Prélude. Demander la grâce de comprendre ces devoirs jusque dans leur perfection, et de déterminer des résolutions très spéciales. cette méditation ayant un caractère éminemment pratique.

I. Envers le supérieurs.
Si nous sommes humbles par rapport à Dieu, nous le serons aussi à l'égard de nos supérieurs, car nous verrons et nous respecterons en eux l'empreinte de la divine majesté. Ce caractère sacré des représentants de Dieu, rayonnant sur toute leur personne, nous aveuglera quant à leurs misères individuelles; nous n'arrêterons plus notre pensée aux défauts qui nous rendrait leur supériorité pénible, insupportable peut-être, selon les vues humaines; toute notre conduite envers eux sera pénétrée par l'esprit de soumission intérieure et finale.

II.Envers les égaux.
L'âme qui vit dans le double sentiment de la grandeur de Dieu et de sa propre bassesse, ne se met avec personne sur le pied de l'égalité; pour elle, les égaux sont toujours, par quelque côté, des supérieurs; et c'est du fond du coeur qu'elle honore leur supériorité relative.
Son instinct est merveilleux pour découvrir dans les égaux des avantages naturels ou spirituels, devant lesquels elle se plaît à s'incliner intérieurement; des talents, des qualités, des mérites, qui sont autant de titres à ses respects et dont elle s'autorise pour s'effacer modestement.
Elle aime la dernière place parmi ses égaux et ne manque jamais de bonnes raisons pour s'en emparer. Bien loin de rivaliser avec personne, elle est toujours prédisposée à céder le pas, à déférer aux autres, à se ranger à leur jugement, à leurs goûts, à leur volonté.
Plût à Dieu que tous les hommes, dans leurs rapports mutuels, fussent animés de cet esprit!
Quelle parfaite union, quelle délicate charité règnerait entre eux, s'ils réalisaient le souhait de saint Paul:" In humilitate, superiores sibi invicem arbitrantes. pratiquez cette humilité qui fait que chacun regarde les autres comme ses supérieurs."
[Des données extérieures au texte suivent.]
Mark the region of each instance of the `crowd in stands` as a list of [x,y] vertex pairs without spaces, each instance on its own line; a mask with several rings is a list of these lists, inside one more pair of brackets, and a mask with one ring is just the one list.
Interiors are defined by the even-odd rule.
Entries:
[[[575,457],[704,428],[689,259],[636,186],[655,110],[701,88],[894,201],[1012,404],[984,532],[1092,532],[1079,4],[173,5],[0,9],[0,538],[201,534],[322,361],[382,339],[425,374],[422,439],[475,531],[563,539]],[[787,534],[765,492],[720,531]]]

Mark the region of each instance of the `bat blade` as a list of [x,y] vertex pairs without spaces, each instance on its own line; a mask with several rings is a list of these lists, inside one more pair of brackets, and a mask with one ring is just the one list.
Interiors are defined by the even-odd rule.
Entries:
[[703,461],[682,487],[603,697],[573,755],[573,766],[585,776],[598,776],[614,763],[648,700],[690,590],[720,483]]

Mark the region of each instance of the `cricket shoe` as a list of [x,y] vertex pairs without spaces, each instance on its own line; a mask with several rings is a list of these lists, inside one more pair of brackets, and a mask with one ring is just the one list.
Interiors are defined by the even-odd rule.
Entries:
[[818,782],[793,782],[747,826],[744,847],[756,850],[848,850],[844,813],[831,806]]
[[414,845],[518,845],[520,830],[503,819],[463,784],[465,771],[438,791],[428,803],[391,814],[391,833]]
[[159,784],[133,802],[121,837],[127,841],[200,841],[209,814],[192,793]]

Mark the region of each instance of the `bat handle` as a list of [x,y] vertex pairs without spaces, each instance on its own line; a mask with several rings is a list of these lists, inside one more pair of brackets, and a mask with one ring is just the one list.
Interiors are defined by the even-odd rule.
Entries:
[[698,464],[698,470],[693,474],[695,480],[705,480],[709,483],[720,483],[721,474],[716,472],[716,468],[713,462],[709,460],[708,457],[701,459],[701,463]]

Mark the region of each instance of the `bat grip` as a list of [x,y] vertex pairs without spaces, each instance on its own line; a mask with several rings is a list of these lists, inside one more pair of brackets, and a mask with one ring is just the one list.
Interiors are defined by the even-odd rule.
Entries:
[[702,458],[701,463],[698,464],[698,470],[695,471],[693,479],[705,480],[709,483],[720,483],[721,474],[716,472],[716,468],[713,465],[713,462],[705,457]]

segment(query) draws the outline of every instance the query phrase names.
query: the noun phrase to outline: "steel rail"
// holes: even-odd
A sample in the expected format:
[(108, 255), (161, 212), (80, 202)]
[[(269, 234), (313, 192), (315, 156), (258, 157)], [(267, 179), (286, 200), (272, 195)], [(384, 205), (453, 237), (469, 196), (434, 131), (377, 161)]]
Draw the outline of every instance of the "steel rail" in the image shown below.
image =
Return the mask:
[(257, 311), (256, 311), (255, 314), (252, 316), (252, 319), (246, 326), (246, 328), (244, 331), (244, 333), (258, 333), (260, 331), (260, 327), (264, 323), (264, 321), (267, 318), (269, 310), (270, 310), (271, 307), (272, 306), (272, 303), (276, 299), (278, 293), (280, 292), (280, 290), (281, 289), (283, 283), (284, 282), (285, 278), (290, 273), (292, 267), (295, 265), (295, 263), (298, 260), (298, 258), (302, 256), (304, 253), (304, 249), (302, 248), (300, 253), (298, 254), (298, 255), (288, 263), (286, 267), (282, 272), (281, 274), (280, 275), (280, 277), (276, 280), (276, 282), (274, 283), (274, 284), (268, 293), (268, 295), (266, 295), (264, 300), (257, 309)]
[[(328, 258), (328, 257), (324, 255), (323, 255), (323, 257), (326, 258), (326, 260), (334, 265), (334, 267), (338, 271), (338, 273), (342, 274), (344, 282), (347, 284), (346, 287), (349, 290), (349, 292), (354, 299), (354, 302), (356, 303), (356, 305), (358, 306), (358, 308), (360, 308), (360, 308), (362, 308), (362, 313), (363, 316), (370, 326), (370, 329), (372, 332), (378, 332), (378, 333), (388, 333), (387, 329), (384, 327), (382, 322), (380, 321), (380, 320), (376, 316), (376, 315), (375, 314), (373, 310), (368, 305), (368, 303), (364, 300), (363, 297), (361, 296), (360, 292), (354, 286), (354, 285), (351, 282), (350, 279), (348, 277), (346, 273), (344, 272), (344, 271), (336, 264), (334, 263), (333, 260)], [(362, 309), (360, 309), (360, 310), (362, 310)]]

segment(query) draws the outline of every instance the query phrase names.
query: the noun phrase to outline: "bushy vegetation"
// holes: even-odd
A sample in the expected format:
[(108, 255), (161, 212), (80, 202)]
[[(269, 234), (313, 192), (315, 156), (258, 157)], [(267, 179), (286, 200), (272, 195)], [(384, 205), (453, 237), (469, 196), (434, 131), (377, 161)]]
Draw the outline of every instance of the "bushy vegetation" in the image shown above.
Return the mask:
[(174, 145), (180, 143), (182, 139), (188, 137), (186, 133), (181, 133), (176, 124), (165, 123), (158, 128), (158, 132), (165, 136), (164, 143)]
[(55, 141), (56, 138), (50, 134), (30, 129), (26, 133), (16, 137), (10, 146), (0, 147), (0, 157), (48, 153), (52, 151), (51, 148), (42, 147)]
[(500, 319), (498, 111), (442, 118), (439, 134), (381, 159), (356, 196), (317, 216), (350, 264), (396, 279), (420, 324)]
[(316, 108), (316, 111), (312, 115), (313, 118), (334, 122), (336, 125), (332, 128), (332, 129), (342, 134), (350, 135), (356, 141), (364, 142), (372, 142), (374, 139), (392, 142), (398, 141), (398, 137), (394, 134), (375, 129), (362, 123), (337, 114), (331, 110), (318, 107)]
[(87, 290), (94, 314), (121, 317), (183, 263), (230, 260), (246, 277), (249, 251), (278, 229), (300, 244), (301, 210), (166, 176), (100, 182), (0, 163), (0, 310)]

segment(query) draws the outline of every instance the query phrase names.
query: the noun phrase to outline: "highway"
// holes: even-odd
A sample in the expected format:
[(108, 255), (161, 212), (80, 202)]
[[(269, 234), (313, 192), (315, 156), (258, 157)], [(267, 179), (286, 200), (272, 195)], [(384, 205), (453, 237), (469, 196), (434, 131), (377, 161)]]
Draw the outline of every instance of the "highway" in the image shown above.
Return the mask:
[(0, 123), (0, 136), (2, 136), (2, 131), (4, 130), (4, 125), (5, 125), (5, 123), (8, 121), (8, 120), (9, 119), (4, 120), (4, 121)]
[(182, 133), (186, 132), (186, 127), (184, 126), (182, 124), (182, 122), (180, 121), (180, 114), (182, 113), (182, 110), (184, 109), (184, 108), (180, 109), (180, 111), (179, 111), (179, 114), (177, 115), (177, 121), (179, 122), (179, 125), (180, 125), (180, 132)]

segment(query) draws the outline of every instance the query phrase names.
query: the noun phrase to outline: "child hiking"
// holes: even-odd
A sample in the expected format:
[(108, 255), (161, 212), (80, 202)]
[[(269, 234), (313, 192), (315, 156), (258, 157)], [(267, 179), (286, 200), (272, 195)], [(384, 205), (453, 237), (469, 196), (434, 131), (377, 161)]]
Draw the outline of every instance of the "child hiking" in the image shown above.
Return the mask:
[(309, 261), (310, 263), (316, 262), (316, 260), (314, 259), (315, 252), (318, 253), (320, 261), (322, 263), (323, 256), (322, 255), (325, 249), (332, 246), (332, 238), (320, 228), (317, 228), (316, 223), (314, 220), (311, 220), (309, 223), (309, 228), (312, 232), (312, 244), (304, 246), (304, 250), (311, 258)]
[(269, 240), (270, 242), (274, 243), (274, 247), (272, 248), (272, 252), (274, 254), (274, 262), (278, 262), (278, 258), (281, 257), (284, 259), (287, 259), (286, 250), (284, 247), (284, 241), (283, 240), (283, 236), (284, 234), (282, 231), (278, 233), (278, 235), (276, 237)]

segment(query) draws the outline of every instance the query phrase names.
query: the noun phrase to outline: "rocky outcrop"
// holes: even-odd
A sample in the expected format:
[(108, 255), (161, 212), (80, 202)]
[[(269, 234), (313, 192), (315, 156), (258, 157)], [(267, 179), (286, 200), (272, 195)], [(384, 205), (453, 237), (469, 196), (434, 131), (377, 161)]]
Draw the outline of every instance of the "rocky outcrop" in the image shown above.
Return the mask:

III.Envers les inférieurs.
Celui qui se considère dans la lumière de la vérité ne s'attribue aucune supériorité personnelle sur le prochain; en ce sens, il estime qu'il n'a pas d'inférieurs. "Ne comptez pas avoir fait le moindre progrès tant que vous ne vous sentirez pas au-dessous de tous.", dit l'auteur de l'Imitation.
S'il lui faut exercer de la part de Dieu quelque autorité, l'humble n'oublie pas son néant; il ne le perd pas de vue un seul instant.
Par sa sollicitude, son dévouement et sa douceur, il se fait le serviteur de tous.
Quand il leur rend des services de sa charge, il remplit avec joie les fonctions les moins relevées, il s'abaisse intérieurement devant eux, il s'agenouille en esprit, à leurs pieds, à l'exemple du divin Maître "qui n'est pas venu pour être servi mais pour bien pour se faire serviteur."
Il se met à la place de ses subordonnés, pour comprendre leurs difficultés et leurs peines, pour y compatir et les alléger. Il cherche à obtenir une obéissance spontanée, en la leur demandant du bon Dieu.
Jamais il ne leur fait de reproches publics, ni même privés, qui puissent offenser leur susceptibilité. C'est par une douce et invincible patience qu'il tâche de prévaloir sur les indociles.
Oh! si nous étions vraiment humbles, que nous aurions de puissance sur les âmes! La grandeur peut inspirer de la crainte; les talents de l'admiration; la simplicité et la modestie mettent les coeurs à l'aise, les attirent, les subjuguent, car ils ne peuvent s'empêcher d'y reconnaître l'image vivante de Celui qui fut l'humilité et la douceur mêmes.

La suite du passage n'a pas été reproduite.